Local governments in Virginia say they can handle the stresses and strains of growth: just give them the power to ban growth where roads and schools are crowded. Sounds reasonable. Until you look at what’s happening in Maryland’s Washington suburbs.
That’s what Alec MacGillis with the Washington Post has done. And the results aren’t always pretty. Writes MacGillis:
Here is what that method has accomplished in Anne Arundel County: More than one-third of its school districts are closed to new subdivisions, even in areas intended to absorb construction under the state’s much-touted “slow-growth” laws. As a result, development is being pushed to more rural parts of the state less suited to handle it.
The shortcomings of Maryland’s growth policies are just one sign of what frustrated officials are finding in both [Maryland and Virginia] — that controlling development is not as easy as just saying no. Three months after voters in the D.C. suburbs elected candidates who vowed to slow growth, reform proposals are floundering amid political inertia and resistance from developers.

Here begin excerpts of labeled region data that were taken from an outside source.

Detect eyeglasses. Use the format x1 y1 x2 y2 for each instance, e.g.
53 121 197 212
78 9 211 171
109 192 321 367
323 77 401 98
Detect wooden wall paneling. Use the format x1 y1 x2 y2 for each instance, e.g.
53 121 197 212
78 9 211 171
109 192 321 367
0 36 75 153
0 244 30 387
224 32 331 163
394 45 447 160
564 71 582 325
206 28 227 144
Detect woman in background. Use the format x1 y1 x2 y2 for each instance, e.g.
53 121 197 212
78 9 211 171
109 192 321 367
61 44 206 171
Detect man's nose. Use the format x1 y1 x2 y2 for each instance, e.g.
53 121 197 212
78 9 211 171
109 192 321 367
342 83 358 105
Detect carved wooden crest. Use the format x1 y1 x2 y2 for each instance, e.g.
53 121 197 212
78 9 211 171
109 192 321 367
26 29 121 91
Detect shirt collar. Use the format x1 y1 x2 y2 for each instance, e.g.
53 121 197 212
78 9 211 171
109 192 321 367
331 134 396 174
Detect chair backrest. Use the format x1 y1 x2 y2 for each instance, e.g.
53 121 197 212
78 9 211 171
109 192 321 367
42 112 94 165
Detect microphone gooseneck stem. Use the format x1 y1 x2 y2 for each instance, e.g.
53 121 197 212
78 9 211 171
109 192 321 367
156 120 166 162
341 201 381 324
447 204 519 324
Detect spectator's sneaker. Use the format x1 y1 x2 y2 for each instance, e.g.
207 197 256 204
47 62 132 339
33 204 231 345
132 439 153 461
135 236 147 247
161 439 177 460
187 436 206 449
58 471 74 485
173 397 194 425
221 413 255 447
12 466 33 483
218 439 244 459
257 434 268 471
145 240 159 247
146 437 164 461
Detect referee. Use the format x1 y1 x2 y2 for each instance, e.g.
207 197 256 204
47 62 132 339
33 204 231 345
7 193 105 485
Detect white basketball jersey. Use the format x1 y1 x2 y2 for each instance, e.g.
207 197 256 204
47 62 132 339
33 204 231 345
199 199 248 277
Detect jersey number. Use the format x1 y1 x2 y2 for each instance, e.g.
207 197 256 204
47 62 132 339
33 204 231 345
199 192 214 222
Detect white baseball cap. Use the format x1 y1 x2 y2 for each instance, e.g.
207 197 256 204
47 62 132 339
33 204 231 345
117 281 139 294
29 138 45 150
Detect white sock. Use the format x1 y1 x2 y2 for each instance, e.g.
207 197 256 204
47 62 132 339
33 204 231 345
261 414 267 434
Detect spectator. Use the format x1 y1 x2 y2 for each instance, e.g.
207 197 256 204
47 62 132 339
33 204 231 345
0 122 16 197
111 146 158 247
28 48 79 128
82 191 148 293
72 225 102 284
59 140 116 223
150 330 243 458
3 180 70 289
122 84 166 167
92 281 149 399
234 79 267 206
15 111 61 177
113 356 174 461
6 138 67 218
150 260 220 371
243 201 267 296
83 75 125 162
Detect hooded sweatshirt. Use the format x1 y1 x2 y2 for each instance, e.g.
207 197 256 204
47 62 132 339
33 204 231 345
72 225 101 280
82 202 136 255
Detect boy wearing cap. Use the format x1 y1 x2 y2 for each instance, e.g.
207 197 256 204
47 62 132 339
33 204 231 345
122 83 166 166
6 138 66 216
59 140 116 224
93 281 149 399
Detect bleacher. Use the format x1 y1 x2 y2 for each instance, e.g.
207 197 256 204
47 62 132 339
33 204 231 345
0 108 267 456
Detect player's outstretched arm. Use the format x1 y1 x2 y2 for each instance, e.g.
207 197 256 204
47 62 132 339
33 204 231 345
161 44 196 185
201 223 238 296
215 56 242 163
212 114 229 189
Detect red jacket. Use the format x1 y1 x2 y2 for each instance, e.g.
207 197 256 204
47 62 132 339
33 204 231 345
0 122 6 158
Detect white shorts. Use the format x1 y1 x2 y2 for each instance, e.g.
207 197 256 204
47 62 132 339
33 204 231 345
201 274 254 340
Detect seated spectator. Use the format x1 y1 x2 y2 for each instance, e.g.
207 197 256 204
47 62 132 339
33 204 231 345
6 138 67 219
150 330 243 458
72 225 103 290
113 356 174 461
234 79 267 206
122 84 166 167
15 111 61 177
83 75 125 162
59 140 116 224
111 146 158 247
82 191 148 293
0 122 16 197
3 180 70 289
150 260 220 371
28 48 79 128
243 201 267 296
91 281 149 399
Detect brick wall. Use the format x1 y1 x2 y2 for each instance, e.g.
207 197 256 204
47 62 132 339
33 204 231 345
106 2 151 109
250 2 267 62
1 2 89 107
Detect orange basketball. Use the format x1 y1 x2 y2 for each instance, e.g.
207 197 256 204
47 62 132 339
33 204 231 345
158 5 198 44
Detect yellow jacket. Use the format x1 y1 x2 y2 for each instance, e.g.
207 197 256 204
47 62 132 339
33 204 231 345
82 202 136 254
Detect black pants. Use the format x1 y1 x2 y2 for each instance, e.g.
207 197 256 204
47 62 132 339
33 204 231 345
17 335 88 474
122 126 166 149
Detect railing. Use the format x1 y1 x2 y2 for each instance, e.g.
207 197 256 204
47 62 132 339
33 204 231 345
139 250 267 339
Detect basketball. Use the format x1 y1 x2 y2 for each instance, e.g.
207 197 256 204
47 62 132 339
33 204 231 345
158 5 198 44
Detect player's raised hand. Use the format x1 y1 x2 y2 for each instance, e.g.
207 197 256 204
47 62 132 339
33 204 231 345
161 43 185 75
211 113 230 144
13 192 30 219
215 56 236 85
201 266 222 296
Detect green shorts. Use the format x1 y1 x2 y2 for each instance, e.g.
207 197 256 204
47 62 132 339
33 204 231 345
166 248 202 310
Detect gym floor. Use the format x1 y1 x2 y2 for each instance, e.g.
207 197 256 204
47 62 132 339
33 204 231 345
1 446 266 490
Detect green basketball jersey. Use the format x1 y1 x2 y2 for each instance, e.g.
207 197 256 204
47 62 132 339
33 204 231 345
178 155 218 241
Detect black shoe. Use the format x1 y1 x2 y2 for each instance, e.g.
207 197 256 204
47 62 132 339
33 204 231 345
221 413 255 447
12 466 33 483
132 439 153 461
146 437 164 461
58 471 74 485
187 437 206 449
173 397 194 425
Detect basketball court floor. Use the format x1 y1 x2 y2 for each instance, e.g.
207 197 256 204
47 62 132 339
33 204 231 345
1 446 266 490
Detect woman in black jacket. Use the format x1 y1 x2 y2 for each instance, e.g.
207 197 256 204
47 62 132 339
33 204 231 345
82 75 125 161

If you halt growth here, it will move over there. The trouble is, “there” is usually some outlying district or county farther from the center-weighted location of jobs in the metropolitan area. Stopping growth might alleviate localized congestion — temporarily — but it makes regional congestion worse. As people move farther from the core in search of housing, they clog the Interstates and freeways for greater distances, putting even greater strain on the transportation system than they would otherwise.
Blocking development in the fast-growth counties could conceivably avoid this problem if there were more in-fill and re-development projects closer to the urban core. But rampant NIMBYism in established neighborhoods, buttressed by local zoning codes and comprehensive plans, limits the number of such new projects to a trickle. The solution to Virginia’s infrastructure woes is not giving fast-growth governments more power to abuse. It’s re-restructuring our governance systems, tax codes and zoning codes.